能因法師・西行上人の踵の痛みも思い知らんと、松島の月の朧なるうち、塩竃の桜散らぬ先にと、そぞろに忙しく候。
 つまりこの旅は、そうした歌枕を訪れて、古人の詩心を検証してまわる、いわば歌枕巡礼の旅として企てられたものである。

 〈室の八島〉は、この旅に尋ねた最初の歌枕である。室の八島については、藤原実方、源俊頼などの歌があがっている。次に訪れた〈日光〉の男体山は、黒髪山と呼ばれて、これも歌枕の一つである。源頼政の歌があがっており、「黒」との対比で白い「雪」を詠み込んだ歌が多いが、芭蕉も同じく「白雪」を意識して歌を詠んでいる。〈那須野〉も歌枕の一つで、源実朝の勇士を下敷きとして、芭蕉は馬上での勇士を気取って歌にしている。〈遊行柳〉は特に歌枕として取り上げられていないが、芭蕉がわざわざここに立ち寄ったのは、そこが西行の歌に詠まれ、謡曲『遊行柳』に脚色されていたからである。
 紀行文上の〈白河〉の一章は、古歌の反芻の上に成り立っている。古歌の数々を反芻したことが、芭蕉に陸奥入りを確信させ、「旅心定まりぬ」、つまり旅のなかに浸りきった気分にさせている。古歌に詠まれた「秋風」や「紅葉」のイメージを重ね合わせることにより、いま目の前にある「青葉の梢」に、ただそれ自体を漫然と眺めるのとは違った、深い、「あわれ」を催し、詩的感動を深めているところに、芭蕉の自然観照、ものの見方の大きな特色がある、ということができる。
 〈須賀川〉では、古歌の詩情を反芻しながら、芭蕉はそれとは違い、みちのくの風土に生きて働く農民たちの田植え歌に耳を傾け、その素朴な歌声のなかに、詩歌の源流につながるもののあることを発見し、そこに陸奥入りの喜びを託している。それは、庶民の詩としての俳諧の立場からする、歌枕の捉え直しということができる。
歌枕の地を踏み、伝統的詩情を反芻しながら、その中に埋没せず、それを新しい俳諧の色に塗り替えていく。そうした姿勢は、旅が進むにつれ、いっそう顕著になっていく。たとえば〈最上川〉がある。恋の心を重ねて詠まれてきた歌枕最上川に対する、その急流としての豪快な景観の把握。そこにも自分の目による俳諧の立場からの歌枕の捉え直しがあるといえる。
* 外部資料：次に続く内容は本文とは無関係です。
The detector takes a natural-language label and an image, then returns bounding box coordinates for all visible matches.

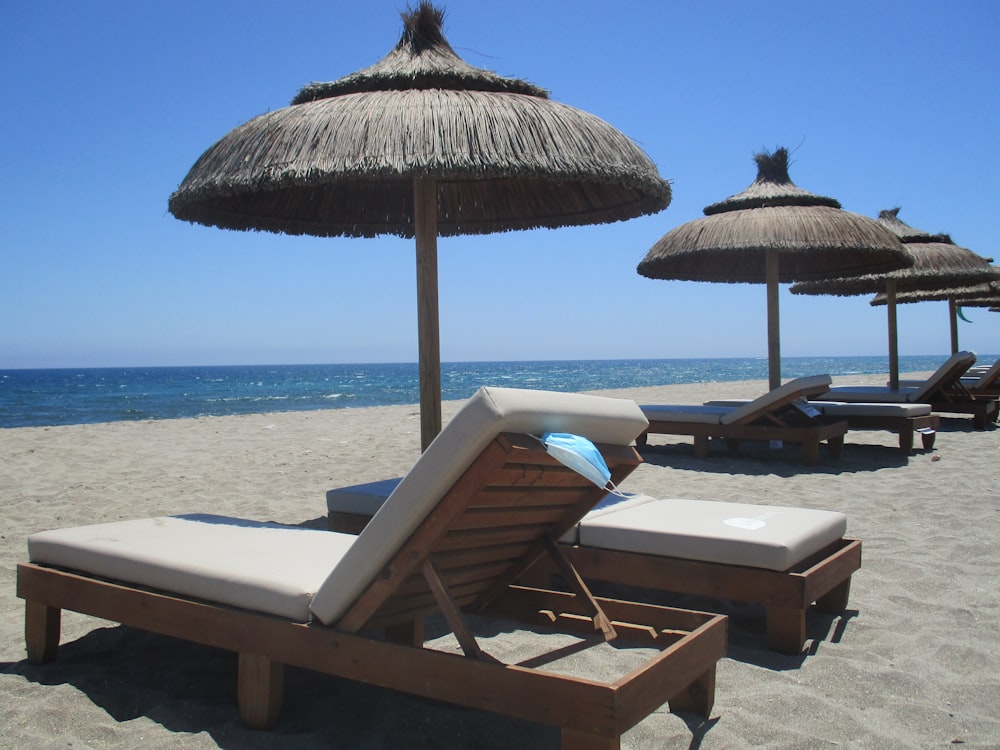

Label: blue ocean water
[0,355,976,428]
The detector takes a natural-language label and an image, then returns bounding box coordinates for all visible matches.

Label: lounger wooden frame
[527,537,861,654]
[831,414,941,453]
[926,380,1000,430]
[327,511,861,654]
[636,380,848,466]
[17,434,726,750]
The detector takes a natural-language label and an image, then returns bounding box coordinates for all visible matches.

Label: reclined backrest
[310,387,649,624]
[970,359,1000,391]
[907,352,976,404]
[721,375,833,424]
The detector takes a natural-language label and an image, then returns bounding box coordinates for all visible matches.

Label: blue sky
[0,0,1000,368]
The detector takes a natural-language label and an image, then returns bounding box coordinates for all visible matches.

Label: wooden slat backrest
[337,433,641,632]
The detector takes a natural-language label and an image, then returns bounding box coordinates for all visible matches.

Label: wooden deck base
[17,563,726,750]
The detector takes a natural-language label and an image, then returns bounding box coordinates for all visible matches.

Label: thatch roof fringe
[638,206,916,283]
[791,208,1000,304]
[292,0,548,105]
[169,90,670,237]
[637,148,912,283]
[869,277,1000,307]
[876,206,955,245]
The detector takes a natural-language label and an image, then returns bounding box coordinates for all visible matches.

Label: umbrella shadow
[588,581,858,672]
[0,625,559,750]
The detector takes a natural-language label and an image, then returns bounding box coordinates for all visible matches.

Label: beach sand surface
[0,377,1000,750]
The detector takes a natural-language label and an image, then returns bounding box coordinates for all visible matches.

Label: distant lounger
[638,375,848,464]
[815,352,1000,429]
[17,389,726,750]
[705,399,941,453]
[326,479,861,654]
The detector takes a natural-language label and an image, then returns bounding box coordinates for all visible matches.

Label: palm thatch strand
[791,208,1000,304]
[292,2,548,104]
[169,3,670,237]
[638,148,912,283]
[869,280,1000,307]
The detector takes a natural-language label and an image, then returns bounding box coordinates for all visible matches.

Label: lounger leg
[816,577,851,614]
[802,440,816,466]
[236,653,285,729]
[899,427,926,453]
[385,617,424,648]
[766,607,806,654]
[668,664,715,719]
[24,599,62,664]
[826,435,844,459]
[562,729,622,750]
[694,435,708,458]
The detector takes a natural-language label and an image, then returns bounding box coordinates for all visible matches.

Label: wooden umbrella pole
[948,297,958,354]
[885,279,899,391]
[764,247,781,391]
[413,177,441,451]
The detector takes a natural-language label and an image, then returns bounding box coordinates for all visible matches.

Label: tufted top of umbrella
[169,2,671,237]
[638,148,913,282]
[791,208,1000,304]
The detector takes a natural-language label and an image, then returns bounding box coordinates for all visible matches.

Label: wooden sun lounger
[705,399,941,453]
[17,389,726,749]
[637,375,848,465]
[961,359,1000,401]
[816,352,1000,430]
[327,479,861,654]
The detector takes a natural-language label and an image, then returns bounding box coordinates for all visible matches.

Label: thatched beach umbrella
[170,2,670,447]
[638,148,913,389]
[870,276,1000,354]
[792,208,1000,388]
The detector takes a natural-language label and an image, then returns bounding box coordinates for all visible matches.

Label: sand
[0,378,1000,750]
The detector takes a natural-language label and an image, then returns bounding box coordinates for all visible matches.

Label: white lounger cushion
[312,388,648,624]
[28,388,647,625]
[28,515,357,622]
[579,498,847,572]
[326,479,847,570]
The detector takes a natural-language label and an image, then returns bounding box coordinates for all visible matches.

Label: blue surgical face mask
[540,432,617,492]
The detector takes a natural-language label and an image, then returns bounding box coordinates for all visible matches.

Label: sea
[0,355,972,428]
 松島と並ぶ東北きっての歌枕に〈象潟〉がある。和歌の世界では、能因や藤原顕仲などのように、漁師の苫葺きの家に旅寝する漂泊の侘びしさが詠み継がれてきた。しかし芭蕉は、「蜑の苫屋に膝を入れて、雨の晴るるを待つ」といって、それら古歌の詩情を反芻しながら、しかしそれとは全く違う側面から、象潟の風景を捉えている。芭蕉は「象潟や雨に西施がねぶの花」と詠んで、象潟の入り江の岸辺で雨に濡れて咲くねぶの花に、象潟の風土の情感を集約的に捉えてみせた。
 さらに芭蕉は、歌枕のワクを乗り越え、いわゆる歌枕には登録されていない土地にも俳人として目を向け、数々の名吟を詠み残すことによって、それらの地名をいわば俳枕として、詩歌の地誌の上に登録していく。その例として〈立石寺〉〈越後路〉(佐渡島)があげられる。 このように、芭蕉は歌枕巡礼を旅の目的として、そこから俳枕のように、全く新しい境地を切り開いていこうという姿勢のうかがえる旅でもあった。